Tanto Estados Unidos como Japón tienen niveles de crimen inferiores a los de Latinoamérica o el Medio Oriente a pesar de que pueden acceder a contenidos ultraviolentos en formas de entretenimiento como el cine, la televisión y los videojuegos. Si un contenido de entretenimiento violento programara a la gente para imitarlo, ¿por qué los niños no son psicópatas consumados?

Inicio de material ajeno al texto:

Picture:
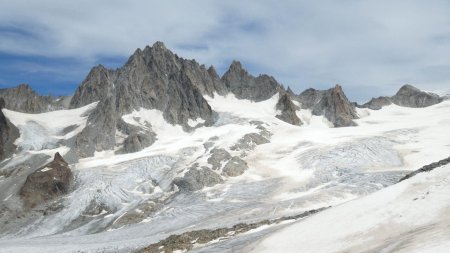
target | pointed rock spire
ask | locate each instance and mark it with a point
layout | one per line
(410, 96)
(245, 86)
(8, 134)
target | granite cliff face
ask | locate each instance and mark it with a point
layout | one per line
(8, 134)
(331, 103)
(287, 110)
(153, 78)
(51, 180)
(245, 86)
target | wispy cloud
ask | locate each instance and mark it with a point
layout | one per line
(364, 45)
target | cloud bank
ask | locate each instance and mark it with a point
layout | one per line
(369, 47)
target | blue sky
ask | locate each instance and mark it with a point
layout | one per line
(369, 47)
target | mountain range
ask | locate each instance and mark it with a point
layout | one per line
(163, 147)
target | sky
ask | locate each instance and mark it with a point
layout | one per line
(369, 47)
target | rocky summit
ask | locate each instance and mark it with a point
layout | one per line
(24, 99)
(331, 103)
(163, 154)
(407, 96)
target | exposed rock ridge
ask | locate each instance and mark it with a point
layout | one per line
(185, 241)
(8, 134)
(48, 182)
(427, 168)
(331, 103)
(245, 86)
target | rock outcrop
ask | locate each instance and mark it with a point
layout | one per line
(287, 110)
(24, 99)
(48, 182)
(407, 96)
(8, 134)
(153, 78)
(410, 96)
(197, 178)
(332, 103)
(244, 86)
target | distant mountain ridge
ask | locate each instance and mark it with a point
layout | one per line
(156, 78)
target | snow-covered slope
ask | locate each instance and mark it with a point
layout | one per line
(123, 202)
(412, 216)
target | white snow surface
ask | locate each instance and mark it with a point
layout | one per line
(411, 216)
(301, 168)
(42, 131)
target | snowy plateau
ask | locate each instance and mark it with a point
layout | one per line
(242, 180)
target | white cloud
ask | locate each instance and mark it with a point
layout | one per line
(375, 44)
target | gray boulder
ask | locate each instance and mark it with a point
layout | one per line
(244, 86)
(288, 110)
(332, 103)
(410, 96)
(218, 157)
(251, 140)
(8, 134)
(48, 182)
(196, 179)
(235, 167)
(153, 78)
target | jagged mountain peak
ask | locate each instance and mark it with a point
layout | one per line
(407, 96)
(245, 86)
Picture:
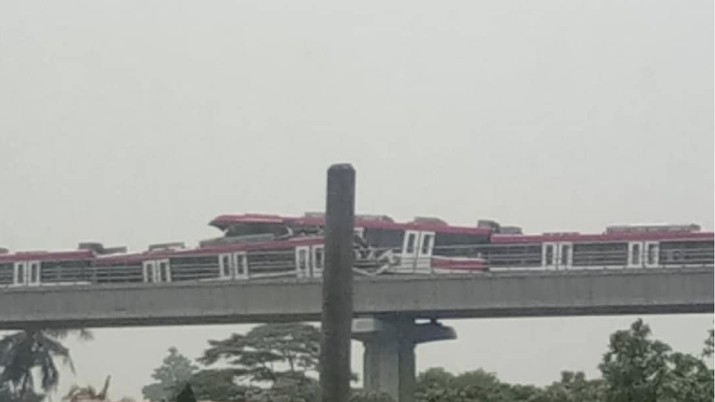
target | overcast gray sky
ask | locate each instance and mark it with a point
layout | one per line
(134, 122)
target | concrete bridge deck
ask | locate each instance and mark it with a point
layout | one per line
(645, 291)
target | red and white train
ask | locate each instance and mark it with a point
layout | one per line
(270, 246)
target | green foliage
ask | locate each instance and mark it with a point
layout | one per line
(175, 371)
(639, 369)
(635, 369)
(276, 360)
(574, 387)
(218, 385)
(437, 385)
(370, 396)
(8, 395)
(23, 352)
(186, 395)
(634, 366)
(77, 393)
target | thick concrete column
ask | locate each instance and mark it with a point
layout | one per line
(389, 359)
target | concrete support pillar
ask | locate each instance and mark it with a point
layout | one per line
(389, 359)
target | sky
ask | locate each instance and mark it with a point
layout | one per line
(135, 122)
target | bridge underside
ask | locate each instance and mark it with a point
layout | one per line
(444, 297)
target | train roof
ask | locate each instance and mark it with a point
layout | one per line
(602, 237)
(138, 257)
(66, 255)
(361, 221)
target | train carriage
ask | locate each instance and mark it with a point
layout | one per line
(257, 246)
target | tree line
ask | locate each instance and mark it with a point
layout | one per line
(280, 363)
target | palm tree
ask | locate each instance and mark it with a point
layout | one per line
(26, 350)
(77, 393)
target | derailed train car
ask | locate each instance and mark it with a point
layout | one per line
(256, 246)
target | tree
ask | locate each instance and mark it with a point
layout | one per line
(175, 371)
(279, 358)
(437, 385)
(637, 368)
(22, 352)
(186, 395)
(709, 344)
(77, 393)
(634, 367)
(574, 387)
(370, 396)
(219, 385)
(8, 395)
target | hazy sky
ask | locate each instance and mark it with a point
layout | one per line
(135, 122)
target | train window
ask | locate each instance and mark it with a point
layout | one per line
(549, 254)
(319, 256)
(225, 265)
(20, 274)
(427, 244)
(34, 272)
(411, 243)
(241, 262)
(164, 274)
(652, 253)
(149, 274)
(635, 254)
(565, 251)
(302, 259)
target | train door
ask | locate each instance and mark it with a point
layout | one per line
(549, 256)
(565, 255)
(318, 261)
(18, 274)
(424, 252)
(651, 251)
(635, 255)
(409, 250)
(149, 268)
(26, 273)
(225, 266)
(302, 261)
(156, 271)
(163, 271)
(240, 265)
(417, 250)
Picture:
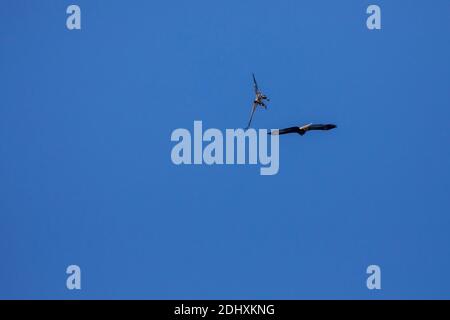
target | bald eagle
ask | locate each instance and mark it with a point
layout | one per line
(258, 101)
(302, 130)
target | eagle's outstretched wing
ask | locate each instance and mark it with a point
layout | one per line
(285, 131)
(255, 84)
(321, 127)
(251, 115)
(302, 130)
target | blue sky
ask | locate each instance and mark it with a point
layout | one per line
(86, 176)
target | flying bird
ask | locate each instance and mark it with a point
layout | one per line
(302, 130)
(259, 100)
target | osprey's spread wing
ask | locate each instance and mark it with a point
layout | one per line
(251, 115)
(255, 84)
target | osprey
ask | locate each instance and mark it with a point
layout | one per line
(302, 130)
(258, 101)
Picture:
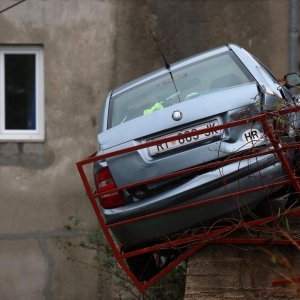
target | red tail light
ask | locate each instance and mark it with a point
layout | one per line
(105, 183)
(278, 126)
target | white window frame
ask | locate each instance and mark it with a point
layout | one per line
(24, 135)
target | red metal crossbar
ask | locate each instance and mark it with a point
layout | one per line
(194, 242)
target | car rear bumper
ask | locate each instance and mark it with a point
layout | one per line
(242, 175)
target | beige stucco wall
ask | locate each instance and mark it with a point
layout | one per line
(89, 48)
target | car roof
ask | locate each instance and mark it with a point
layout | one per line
(173, 67)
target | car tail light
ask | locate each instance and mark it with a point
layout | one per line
(278, 126)
(105, 183)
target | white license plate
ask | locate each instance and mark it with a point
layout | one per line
(180, 142)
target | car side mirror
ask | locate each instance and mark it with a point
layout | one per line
(292, 80)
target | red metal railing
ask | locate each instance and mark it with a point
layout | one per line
(196, 241)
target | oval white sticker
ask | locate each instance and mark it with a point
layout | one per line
(251, 135)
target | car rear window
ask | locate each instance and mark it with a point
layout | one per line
(206, 76)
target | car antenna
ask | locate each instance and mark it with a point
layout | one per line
(167, 66)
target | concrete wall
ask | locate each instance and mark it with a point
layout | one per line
(90, 47)
(39, 184)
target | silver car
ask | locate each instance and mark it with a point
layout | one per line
(215, 87)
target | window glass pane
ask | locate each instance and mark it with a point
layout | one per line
(20, 91)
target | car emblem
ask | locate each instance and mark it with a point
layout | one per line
(177, 115)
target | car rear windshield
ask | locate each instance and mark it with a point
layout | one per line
(215, 73)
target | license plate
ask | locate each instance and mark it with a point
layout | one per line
(181, 142)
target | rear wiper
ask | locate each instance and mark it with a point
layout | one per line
(167, 66)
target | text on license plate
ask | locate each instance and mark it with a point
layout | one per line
(160, 148)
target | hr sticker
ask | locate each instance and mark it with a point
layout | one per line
(251, 135)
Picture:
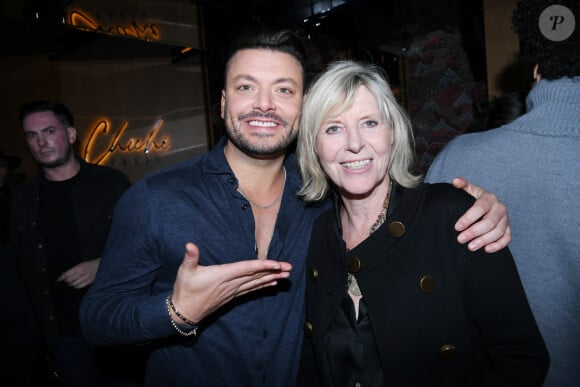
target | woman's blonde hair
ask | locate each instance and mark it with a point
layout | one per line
(334, 91)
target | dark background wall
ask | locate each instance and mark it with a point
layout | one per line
(436, 53)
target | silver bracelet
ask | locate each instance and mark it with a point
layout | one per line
(169, 306)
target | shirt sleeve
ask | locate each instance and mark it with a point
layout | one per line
(121, 307)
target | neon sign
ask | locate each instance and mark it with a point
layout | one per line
(82, 20)
(103, 128)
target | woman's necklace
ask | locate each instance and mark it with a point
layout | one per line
(351, 282)
(267, 206)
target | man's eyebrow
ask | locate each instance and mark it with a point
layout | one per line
(41, 129)
(251, 78)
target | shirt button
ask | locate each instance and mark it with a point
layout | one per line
(314, 274)
(354, 264)
(447, 351)
(427, 283)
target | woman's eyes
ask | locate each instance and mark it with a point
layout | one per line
(332, 129)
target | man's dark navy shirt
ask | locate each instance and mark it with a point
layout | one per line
(255, 339)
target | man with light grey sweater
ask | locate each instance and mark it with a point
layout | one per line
(533, 165)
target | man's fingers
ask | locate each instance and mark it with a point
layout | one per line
(191, 256)
(501, 243)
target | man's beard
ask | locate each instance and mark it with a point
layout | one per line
(260, 148)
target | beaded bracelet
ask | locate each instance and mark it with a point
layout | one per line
(182, 317)
(171, 307)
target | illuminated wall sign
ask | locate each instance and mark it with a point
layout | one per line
(170, 22)
(83, 20)
(102, 133)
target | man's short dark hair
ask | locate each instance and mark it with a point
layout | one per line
(60, 111)
(555, 59)
(284, 41)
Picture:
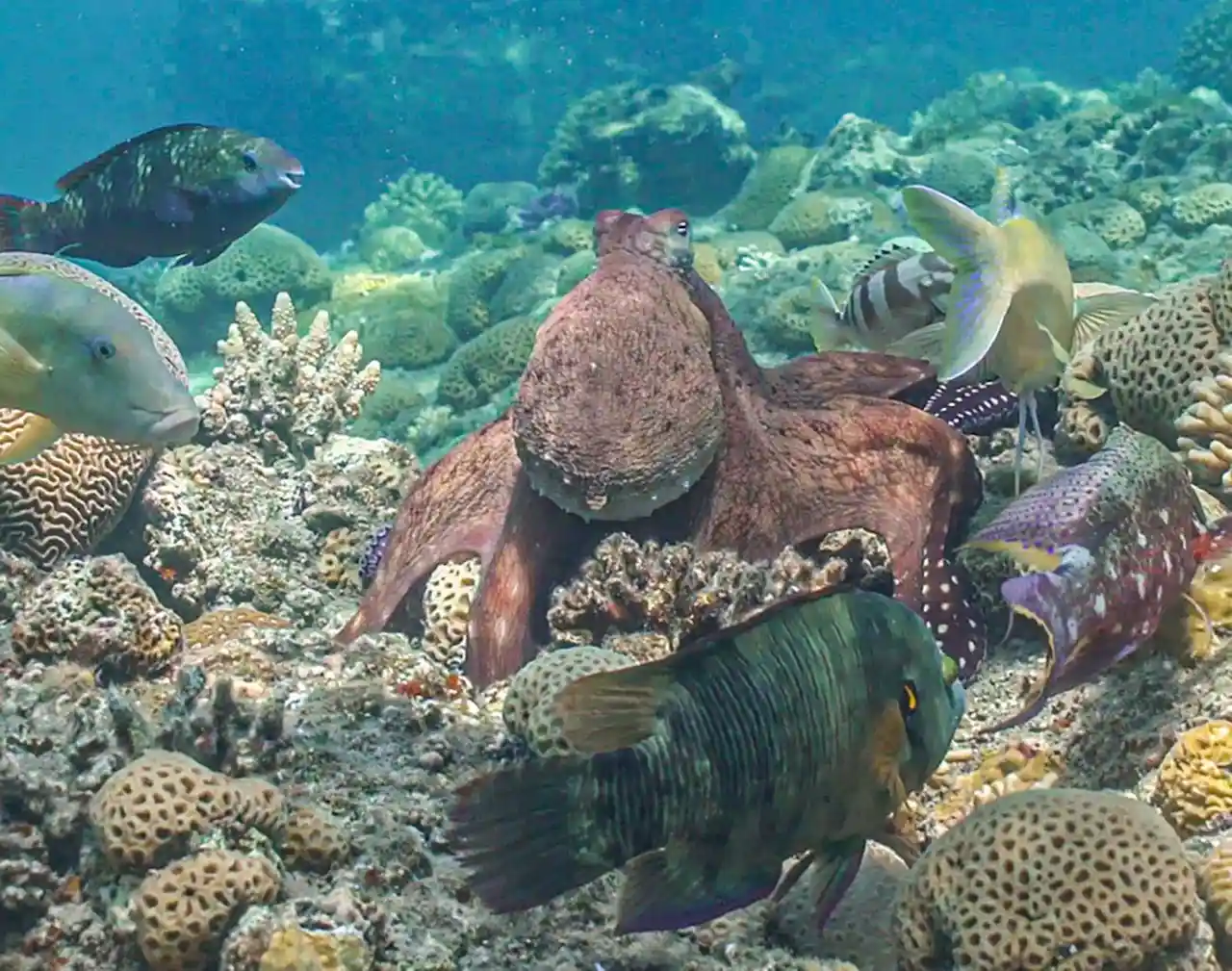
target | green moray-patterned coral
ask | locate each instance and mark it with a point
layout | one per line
(475, 282)
(488, 365)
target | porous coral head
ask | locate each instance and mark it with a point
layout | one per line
(1054, 878)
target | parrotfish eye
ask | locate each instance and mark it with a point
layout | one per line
(909, 702)
(102, 349)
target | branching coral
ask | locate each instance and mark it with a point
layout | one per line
(285, 392)
(1205, 429)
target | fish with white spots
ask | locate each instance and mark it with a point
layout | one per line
(1113, 543)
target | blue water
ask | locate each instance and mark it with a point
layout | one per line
(479, 87)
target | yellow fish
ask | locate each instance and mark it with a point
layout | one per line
(1012, 303)
(79, 361)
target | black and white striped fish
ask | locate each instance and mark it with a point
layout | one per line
(900, 293)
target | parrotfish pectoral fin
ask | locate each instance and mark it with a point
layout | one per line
(36, 435)
(836, 871)
(677, 886)
(981, 294)
(1103, 311)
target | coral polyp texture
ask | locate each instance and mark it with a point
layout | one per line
(282, 391)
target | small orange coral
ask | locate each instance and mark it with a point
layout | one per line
(1194, 791)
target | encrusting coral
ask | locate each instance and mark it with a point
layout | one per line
(282, 391)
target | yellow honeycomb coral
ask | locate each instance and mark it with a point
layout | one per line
(1215, 879)
(295, 949)
(448, 598)
(1204, 206)
(183, 910)
(1194, 790)
(1051, 878)
(530, 703)
(313, 840)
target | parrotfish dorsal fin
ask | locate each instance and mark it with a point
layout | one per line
(101, 161)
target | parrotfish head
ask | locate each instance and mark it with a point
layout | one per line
(932, 703)
(254, 172)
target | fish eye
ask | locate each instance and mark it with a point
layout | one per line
(909, 702)
(102, 349)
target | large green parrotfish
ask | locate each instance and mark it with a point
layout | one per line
(800, 729)
(181, 190)
(1113, 541)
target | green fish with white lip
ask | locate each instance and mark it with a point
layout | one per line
(82, 363)
(800, 729)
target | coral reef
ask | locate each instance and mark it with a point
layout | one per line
(284, 391)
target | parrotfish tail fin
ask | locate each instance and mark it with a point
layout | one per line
(973, 409)
(982, 286)
(684, 885)
(15, 234)
(514, 830)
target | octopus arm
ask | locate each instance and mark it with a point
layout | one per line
(456, 509)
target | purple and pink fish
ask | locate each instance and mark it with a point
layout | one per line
(1114, 543)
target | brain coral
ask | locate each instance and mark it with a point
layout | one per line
(96, 611)
(197, 302)
(1050, 879)
(1148, 364)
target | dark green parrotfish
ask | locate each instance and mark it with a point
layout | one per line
(802, 728)
(183, 190)
(1113, 543)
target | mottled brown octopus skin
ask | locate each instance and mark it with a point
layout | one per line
(619, 411)
(800, 456)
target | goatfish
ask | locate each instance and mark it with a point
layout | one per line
(801, 728)
(1011, 304)
(184, 190)
(79, 360)
(1114, 544)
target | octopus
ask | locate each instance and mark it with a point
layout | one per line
(642, 409)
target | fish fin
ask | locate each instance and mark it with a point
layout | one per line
(36, 435)
(927, 344)
(1104, 311)
(514, 830)
(102, 159)
(981, 294)
(835, 871)
(679, 886)
(616, 708)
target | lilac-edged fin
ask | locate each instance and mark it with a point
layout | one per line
(1113, 544)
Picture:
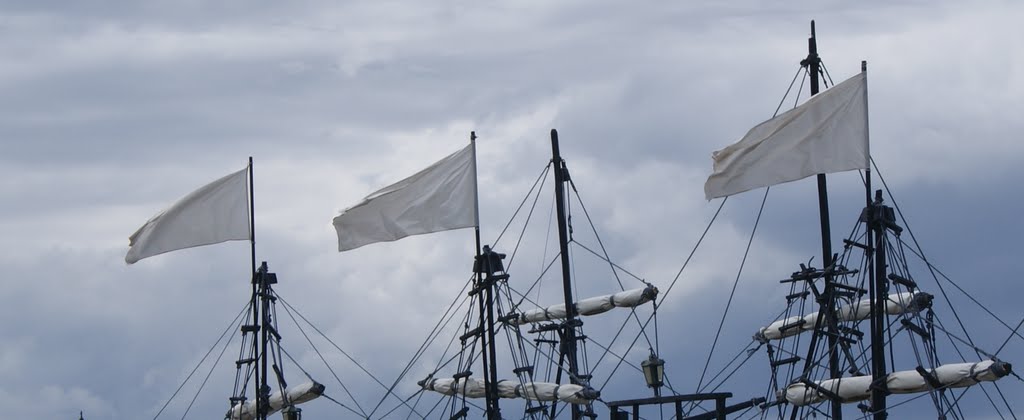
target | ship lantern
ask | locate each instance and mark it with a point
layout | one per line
(292, 413)
(653, 371)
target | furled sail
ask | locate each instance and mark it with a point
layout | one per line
(896, 303)
(296, 394)
(544, 391)
(590, 306)
(851, 389)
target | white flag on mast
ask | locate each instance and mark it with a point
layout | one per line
(825, 134)
(441, 197)
(214, 213)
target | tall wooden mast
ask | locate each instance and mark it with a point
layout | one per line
(568, 336)
(826, 299)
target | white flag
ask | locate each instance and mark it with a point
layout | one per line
(828, 133)
(215, 213)
(441, 197)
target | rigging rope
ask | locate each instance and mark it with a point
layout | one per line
(228, 329)
(735, 283)
(207, 378)
(321, 355)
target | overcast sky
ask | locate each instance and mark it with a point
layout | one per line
(113, 110)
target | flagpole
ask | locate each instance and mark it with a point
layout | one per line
(813, 64)
(254, 302)
(489, 363)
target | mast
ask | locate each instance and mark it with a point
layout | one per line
(486, 307)
(813, 64)
(568, 345)
(260, 414)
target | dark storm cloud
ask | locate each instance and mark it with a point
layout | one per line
(116, 109)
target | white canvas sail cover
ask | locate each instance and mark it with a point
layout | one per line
(441, 197)
(825, 134)
(296, 394)
(852, 389)
(590, 306)
(896, 303)
(543, 391)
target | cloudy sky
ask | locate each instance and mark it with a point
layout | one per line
(113, 110)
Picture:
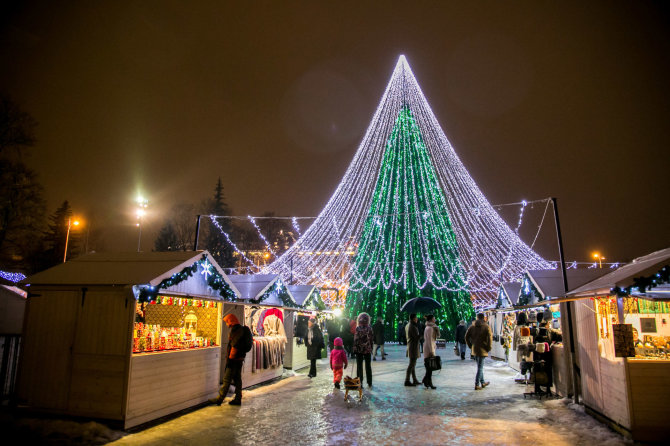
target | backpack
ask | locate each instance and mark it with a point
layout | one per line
(247, 341)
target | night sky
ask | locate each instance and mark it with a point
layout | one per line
(539, 99)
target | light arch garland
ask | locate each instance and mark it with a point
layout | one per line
(489, 251)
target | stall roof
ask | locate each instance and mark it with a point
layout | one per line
(511, 291)
(119, 268)
(252, 286)
(549, 282)
(623, 277)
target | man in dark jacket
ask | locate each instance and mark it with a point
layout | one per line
(413, 353)
(378, 333)
(235, 355)
(480, 339)
(460, 338)
(314, 344)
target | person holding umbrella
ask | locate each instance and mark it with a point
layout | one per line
(430, 335)
(421, 305)
(413, 353)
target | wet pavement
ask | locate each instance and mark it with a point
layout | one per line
(299, 410)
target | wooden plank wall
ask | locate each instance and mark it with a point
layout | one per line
(101, 353)
(649, 393)
(603, 380)
(164, 383)
(586, 338)
(46, 358)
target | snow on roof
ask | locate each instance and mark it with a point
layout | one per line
(300, 293)
(511, 291)
(549, 282)
(119, 268)
(623, 277)
(252, 286)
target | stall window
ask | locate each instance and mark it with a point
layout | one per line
(176, 323)
(649, 319)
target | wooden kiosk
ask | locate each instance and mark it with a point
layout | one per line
(128, 337)
(627, 381)
(261, 296)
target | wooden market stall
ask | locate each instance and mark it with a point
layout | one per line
(536, 298)
(308, 303)
(261, 306)
(128, 337)
(623, 336)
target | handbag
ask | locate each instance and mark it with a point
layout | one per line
(435, 363)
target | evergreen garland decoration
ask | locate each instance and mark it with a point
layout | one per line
(312, 299)
(214, 281)
(282, 293)
(643, 284)
(528, 291)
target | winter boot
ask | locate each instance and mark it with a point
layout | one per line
(218, 400)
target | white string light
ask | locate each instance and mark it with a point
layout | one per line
(489, 250)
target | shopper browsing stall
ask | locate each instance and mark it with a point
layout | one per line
(314, 344)
(480, 340)
(240, 341)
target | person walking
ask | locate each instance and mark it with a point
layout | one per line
(430, 335)
(240, 341)
(413, 352)
(314, 344)
(480, 339)
(378, 333)
(402, 332)
(363, 347)
(460, 338)
(338, 361)
(422, 329)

Lo mismo valdría en el otro ámbito del espectro moral: ¿por qué las sociedades más conservadoras y religiosas como la musulmana tienen altos niveles de violencia familiar y social e incluso racial? Esa sería una polémica aparte, pero tendría que quedar claro que la información que recibimos debe ser procesada correctamente para prever sus consecuencias.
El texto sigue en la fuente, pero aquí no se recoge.